8. A method as per claim 6, wherein each of said spectral regions is a single time-frequency value of said spectrogram or a set of spectrogram values, said spectrogram values having similar characteristics according to time variable and/or frequency variable.

9. A method as per claim 8, comprising calculating the average energy of a spectral region composed of a set of spectrogram values as the arithmetic average of set spectrogram values.

10. A method as per claim 8, wherein a spectral region overlaps with a different spectral region.

11. A method as per claim 6, wherein said spectrogram is a frequency filter for bandpass filtering the spectral bands in a finite number of bands.

12. A method as per claim 11, wherein said spectrogram is a MEL spectrogram and said mask covers a determined number of MEL frequency bands around a spectral peak of said MEL spectrogram.

13. A method as per claim 12, comprising defining an audio fingerprint by gathering a block of bits encoding the MEL frequency band of said spectral peak and a block of bits resulting from said comparison performed in said step d).

14. A method as per claim 1, comprising assigning a hash value to said audio fingerprint, said hash value composed of two terms:

an identification of the audio document that said audio fingerprint corresponds to; and

time elapsed from the beginning of said audio signal and the selection of a spectral peak.

15. A method as per claim 14, comprising comparing two different audio fingerprints by means of a Hamming distance.

16. A method as per claim 15, comprising treating separately said two terms of said audio fingerprint when calculating said Hamming distance.
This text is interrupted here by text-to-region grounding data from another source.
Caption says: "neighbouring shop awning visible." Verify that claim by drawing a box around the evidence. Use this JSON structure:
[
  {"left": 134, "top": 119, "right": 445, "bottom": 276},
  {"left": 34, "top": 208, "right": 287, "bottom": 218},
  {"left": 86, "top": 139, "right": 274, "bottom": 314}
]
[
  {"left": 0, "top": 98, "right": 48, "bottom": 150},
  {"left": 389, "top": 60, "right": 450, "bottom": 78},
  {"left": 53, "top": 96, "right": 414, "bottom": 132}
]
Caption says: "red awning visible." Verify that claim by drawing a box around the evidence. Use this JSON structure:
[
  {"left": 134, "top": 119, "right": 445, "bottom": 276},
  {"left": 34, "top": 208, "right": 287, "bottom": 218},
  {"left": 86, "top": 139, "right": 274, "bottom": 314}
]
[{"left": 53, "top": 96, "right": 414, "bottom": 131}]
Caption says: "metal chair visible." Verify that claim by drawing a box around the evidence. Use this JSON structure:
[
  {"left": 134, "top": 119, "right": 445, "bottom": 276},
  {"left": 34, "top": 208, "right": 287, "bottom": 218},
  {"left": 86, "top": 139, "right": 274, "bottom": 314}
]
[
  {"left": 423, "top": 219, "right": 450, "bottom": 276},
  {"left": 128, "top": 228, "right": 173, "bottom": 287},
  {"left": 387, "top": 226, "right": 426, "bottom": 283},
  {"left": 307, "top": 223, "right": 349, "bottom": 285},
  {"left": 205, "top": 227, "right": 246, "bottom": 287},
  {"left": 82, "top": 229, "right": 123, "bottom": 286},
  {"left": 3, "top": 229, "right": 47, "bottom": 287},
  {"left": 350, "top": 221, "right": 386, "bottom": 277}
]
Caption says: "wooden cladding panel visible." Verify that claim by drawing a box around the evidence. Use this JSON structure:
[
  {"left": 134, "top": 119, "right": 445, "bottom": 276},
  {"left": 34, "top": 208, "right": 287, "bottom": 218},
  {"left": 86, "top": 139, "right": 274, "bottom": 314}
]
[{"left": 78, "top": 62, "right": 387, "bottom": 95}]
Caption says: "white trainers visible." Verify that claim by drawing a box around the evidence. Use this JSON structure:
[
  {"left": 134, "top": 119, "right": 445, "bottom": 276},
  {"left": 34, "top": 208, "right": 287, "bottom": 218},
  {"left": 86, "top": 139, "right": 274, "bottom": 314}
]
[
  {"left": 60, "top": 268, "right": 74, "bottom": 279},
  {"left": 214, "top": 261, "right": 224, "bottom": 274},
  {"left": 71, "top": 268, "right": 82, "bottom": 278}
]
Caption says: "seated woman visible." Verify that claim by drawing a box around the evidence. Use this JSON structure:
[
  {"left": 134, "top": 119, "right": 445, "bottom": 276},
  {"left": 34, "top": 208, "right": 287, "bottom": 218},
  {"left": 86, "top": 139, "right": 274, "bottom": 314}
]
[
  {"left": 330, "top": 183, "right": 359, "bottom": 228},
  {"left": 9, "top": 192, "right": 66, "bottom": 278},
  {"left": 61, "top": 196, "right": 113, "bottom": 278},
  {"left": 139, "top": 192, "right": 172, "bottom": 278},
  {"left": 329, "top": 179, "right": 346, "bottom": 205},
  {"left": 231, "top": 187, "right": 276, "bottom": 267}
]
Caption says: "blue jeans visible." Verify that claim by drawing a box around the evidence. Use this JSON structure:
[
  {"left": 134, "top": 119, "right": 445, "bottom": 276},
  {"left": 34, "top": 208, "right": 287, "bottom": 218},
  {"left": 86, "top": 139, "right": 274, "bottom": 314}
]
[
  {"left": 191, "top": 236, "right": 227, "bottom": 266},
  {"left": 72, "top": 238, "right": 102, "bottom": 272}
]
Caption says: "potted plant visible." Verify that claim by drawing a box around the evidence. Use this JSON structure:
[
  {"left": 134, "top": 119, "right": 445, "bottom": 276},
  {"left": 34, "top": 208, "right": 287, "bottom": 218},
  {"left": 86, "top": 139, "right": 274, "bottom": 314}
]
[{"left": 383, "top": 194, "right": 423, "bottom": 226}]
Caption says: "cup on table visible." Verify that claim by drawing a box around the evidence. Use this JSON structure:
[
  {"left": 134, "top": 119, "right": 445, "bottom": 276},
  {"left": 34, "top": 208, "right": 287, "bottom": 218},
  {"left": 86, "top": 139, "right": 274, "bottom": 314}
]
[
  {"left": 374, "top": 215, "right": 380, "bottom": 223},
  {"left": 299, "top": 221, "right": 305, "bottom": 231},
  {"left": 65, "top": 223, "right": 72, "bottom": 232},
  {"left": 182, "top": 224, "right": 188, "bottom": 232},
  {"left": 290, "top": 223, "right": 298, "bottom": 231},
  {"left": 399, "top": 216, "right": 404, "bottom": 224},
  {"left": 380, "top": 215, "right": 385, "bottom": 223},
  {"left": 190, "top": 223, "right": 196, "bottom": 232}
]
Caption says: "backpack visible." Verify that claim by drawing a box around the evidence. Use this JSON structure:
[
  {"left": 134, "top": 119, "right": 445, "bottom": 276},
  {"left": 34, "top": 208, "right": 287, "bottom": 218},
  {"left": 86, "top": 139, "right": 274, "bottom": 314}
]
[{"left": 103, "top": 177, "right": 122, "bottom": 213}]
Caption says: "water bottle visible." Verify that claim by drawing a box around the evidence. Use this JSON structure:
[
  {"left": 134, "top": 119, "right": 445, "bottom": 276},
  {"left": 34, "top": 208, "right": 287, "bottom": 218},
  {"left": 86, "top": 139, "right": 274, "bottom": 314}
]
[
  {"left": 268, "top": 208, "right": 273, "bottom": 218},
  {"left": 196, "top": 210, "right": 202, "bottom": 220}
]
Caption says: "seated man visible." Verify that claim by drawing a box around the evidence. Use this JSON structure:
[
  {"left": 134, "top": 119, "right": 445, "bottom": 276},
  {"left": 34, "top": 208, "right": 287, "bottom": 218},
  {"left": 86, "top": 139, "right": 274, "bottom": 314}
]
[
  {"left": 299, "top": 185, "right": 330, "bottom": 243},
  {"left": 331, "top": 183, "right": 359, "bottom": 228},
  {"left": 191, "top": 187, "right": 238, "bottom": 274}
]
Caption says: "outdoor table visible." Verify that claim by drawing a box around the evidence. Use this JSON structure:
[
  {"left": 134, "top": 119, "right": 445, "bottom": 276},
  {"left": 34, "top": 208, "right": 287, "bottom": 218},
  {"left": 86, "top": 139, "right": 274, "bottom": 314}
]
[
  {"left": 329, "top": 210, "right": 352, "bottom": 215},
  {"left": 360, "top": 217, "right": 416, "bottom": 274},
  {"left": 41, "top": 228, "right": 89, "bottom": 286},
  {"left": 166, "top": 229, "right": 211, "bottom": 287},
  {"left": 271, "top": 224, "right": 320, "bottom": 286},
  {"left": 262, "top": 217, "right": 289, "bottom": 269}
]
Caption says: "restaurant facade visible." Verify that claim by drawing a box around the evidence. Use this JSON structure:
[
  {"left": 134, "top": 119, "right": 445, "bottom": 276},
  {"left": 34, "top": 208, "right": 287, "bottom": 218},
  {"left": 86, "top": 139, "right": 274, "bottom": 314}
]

17. A method as per claim 1, wherein said audio fingerprint has at least 16 bits long.

18. A method as per claim 1, wherein said audio signal is a static file or a streaming audio.

19. A method as per claim 1, wherein the fingerprint that characterizes each peak is constructed by combining an index of the frequency band where the peak being described is found and information from the masked area around it.

20. A method as per claim 1, further defining an audio fingerprint by gathering a block of bits encoding said frequency bands.